Grace Church Seattle To Implement A Genitalia Inspection For All Members

 

gracechurch

Liar Land, Washington.  Disciple for Christ and gay genitalia specialist, Jack M’Cockov, has been hired by Grace Church Seattle’s very own Katy Faust to inspect the anuses and privy parts of every Church member to be certain they are not gay, lesbian, trans-gendered, liberal, or Democrats.  The first person who will have his anus and privy parts examined for signs of gayness will be none other than the senior pastor and elder of the Church, Ryan Faust, Katy’s husband.   “I know this may seem a bit odd for anyone who isn’t a devout, loving follower of the Lord, Jesus Christ,” Mr. M’Cockov said earlier, “but Jesus hates fags, and he’s personally given Mrs. Faust the task to ensure they are discriminated against, legally and publicly, as much as humanly possible, throughout the world.  Recently, whilst in the midst of practicing one of her tyrannical and fib-filled speeches about the horrors of gay marriage with her husband, who also hates gays, she noticed that he, himself, kinda looked…well, he kinda looked…..gay.  Mrs. Faust immediately called me after noticing this because….well….because you can’t very well go around bashing gays and gay marriage if your gay-hating, proselytizing husband is secretly gay.  Imagine the shame and embarrassment of that?!  She also realized, that, even though Grace Church Seattle members are assumed to not be gay when they join the Church, it’s entirely possible some of them might be gay anyway.  Again, we can’t have that.  So, I was hired to sniff the anuses and genitalia of every Church member to check them for the scent of gayness.”

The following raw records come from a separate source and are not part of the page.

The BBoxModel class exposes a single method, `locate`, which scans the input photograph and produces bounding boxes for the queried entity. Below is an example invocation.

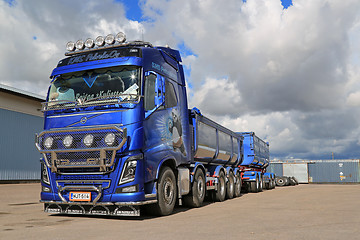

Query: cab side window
[165,81,177,108]
[144,73,156,111]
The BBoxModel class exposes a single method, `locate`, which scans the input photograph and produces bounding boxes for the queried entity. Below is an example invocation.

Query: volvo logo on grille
[80,117,87,124]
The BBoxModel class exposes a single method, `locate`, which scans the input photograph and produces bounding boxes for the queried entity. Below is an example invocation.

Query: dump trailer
[239,132,276,192]
[36,33,252,216]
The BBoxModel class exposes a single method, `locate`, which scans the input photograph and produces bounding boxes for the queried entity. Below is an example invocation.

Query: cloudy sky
[0,0,360,160]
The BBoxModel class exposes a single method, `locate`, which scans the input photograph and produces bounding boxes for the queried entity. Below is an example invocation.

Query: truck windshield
[43,66,140,111]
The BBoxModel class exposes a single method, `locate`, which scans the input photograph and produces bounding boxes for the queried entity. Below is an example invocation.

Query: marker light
[63,135,74,148]
[104,133,115,146]
[115,32,126,43]
[105,34,115,45]
[85,38,94,48]
[95,36,105,47]
[83,134,94,147]
[66,42,75,52]
[76,40,85,50]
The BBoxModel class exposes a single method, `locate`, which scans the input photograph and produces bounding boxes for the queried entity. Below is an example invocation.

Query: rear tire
[249,176,259,193]
[148,167,177,216]
[183,169,206,208]
[234,173,242,197]
[214,171,226,202]
[226,172,235,199]
[275,177,286,187]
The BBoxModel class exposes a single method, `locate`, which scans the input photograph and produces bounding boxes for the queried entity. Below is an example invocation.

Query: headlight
[104,133,115,146]
[63,135,74,148]
[83,134,94,147]
[85,38,94,48]
[119,160,137,184]
[76,40,85,50]
[105,34,115,45]
[66,42,75,52]
[115,32,126,43]
[44,137,54,149]
[95,36,105,47]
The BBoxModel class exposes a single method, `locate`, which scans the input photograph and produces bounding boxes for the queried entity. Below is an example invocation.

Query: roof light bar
[105,34,115,45]
[66,32,126,54]
[85,38,95,48]
[75,40,85,50]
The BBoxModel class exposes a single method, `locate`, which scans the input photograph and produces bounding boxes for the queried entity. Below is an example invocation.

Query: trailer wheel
[214,171,226,202]
[258,175,264,192]
[271,178,276,189]
[234,173,242,197]
[249,176,259,193]
[289,177,296,186]
[183,169,206,207]
[275,177,286,187]
[149,167,177,216]
[226,172,235,199]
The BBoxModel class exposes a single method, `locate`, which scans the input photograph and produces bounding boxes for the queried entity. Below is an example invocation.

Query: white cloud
[0,0,360,158]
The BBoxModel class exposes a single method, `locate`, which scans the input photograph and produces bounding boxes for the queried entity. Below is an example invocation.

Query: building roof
[0,83,46,102]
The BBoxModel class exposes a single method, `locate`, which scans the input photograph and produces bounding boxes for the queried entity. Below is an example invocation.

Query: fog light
[44,137,54,149]
[104,133,115,146]
[83,134,94,147]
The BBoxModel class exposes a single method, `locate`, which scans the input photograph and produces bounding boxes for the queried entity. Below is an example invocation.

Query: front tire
[184,169,206,208]
[234,173,242,197]
[152,167,177,216]
[226,172,235,199]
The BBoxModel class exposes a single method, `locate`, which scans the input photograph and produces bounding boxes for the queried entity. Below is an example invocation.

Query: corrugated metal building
[269,159,360,183]
[0,84,45,180]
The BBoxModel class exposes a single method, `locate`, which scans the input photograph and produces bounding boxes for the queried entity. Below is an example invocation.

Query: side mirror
[155,75,165,107]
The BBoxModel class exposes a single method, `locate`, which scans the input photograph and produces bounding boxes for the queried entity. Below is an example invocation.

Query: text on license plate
[69,192,91,202]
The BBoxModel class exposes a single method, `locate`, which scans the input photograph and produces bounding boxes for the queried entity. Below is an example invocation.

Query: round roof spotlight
[105,34,115,45]
[85,38,94,48]
[95,36,105,47]
[66,42,75,52]
[76,40,85,50]
[115,32,126,43]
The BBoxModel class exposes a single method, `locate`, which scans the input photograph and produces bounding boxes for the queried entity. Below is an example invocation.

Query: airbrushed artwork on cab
[146,108,186,156]
[156,108,186,156]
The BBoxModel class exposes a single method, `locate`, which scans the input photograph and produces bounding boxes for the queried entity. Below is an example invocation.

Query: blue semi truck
[36,33,274,216]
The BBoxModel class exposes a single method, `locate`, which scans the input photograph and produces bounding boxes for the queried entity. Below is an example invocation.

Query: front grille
[36,127,126,174]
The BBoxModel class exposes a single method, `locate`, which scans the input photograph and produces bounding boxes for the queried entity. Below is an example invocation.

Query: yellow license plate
[69,192,91,202]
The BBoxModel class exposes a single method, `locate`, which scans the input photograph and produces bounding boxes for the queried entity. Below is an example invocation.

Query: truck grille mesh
[36,127,126,173]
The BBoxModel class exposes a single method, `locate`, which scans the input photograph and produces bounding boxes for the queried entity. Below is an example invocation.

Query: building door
[283,163,309,183]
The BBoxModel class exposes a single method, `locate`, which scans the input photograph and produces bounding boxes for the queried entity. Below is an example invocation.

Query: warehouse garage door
[283,163,309,183]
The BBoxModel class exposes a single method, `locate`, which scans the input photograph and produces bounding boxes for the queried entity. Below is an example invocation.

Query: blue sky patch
[3,0,16,7]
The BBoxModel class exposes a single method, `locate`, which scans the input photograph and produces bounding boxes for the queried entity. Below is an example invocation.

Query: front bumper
[40,194,157,216]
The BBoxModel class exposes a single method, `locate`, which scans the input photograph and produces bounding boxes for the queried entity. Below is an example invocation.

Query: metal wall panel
[0,109,43,180]
[283,163,309,183]
[267,162,284,176]
[309,159,360,183]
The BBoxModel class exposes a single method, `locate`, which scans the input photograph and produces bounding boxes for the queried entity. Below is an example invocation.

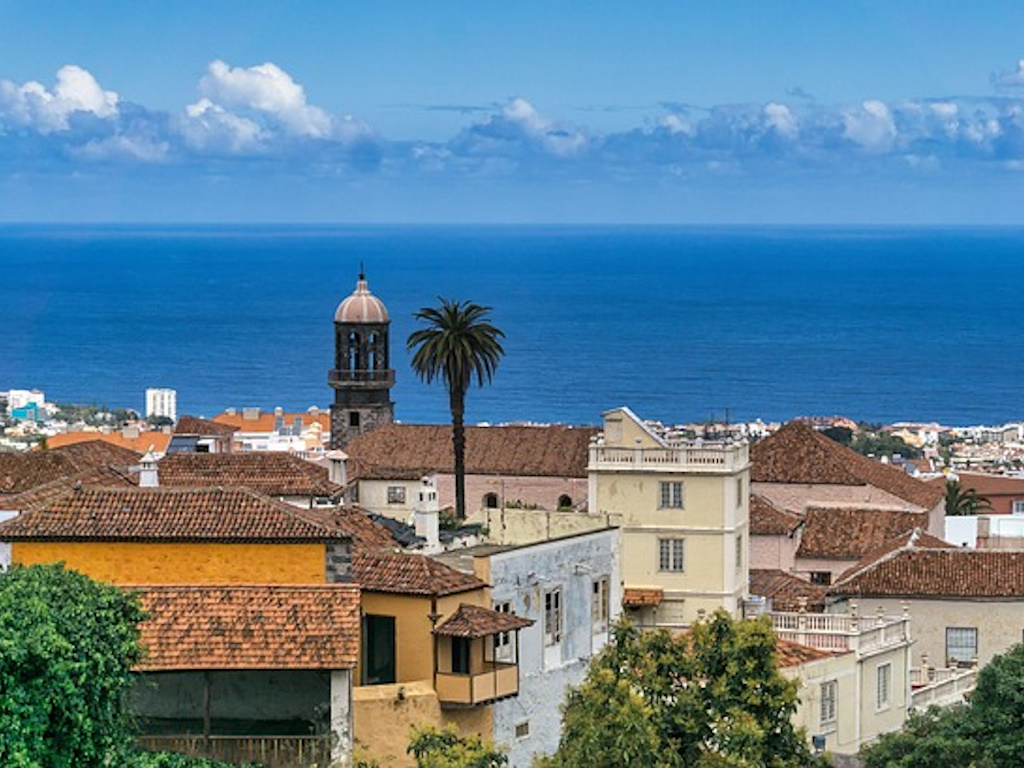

Gay Genitalia Specialist, Jack M'Cockov, Relaxing Before Inspecting The Anuses And Privy Parts Of Grace Church Of Seattle Members.

Gay Genitalia Specialist, Jack M’Cockov, Relaxing Before Inspecting The Anuses And Privy Parts Of Grace Church Seattle Members.

I learned my gay-sniffing skill from a Catholic priest who used to take me camping when I was 10,” Mr. M’Cockov said.  “He’d have me crawl into a sleeping bag with him and play, Sniff The Weenie And The Poopie, a game he swore would heighten my senses and protect me from perverts and gays throughout my entire life.  Well, it worked.  And it’s now a skill Mrs. Faust has hired me to use to sniff out the gays and perverts who might very well be lurking within the doors of her very own Church.   Let’s hope Mr. Faust isn’t one of them, however.  I can’t imagine Katy spreading her vile form of bigotry and hatred without his help.  I’ll be publishing a very public paper on my findings when I’m finished sniffing around, so watch for it.  Until then, may the all-encompassing love of Jesus Christ surround you, and keep you free from prejudice, each and every day of your lives.  Amen”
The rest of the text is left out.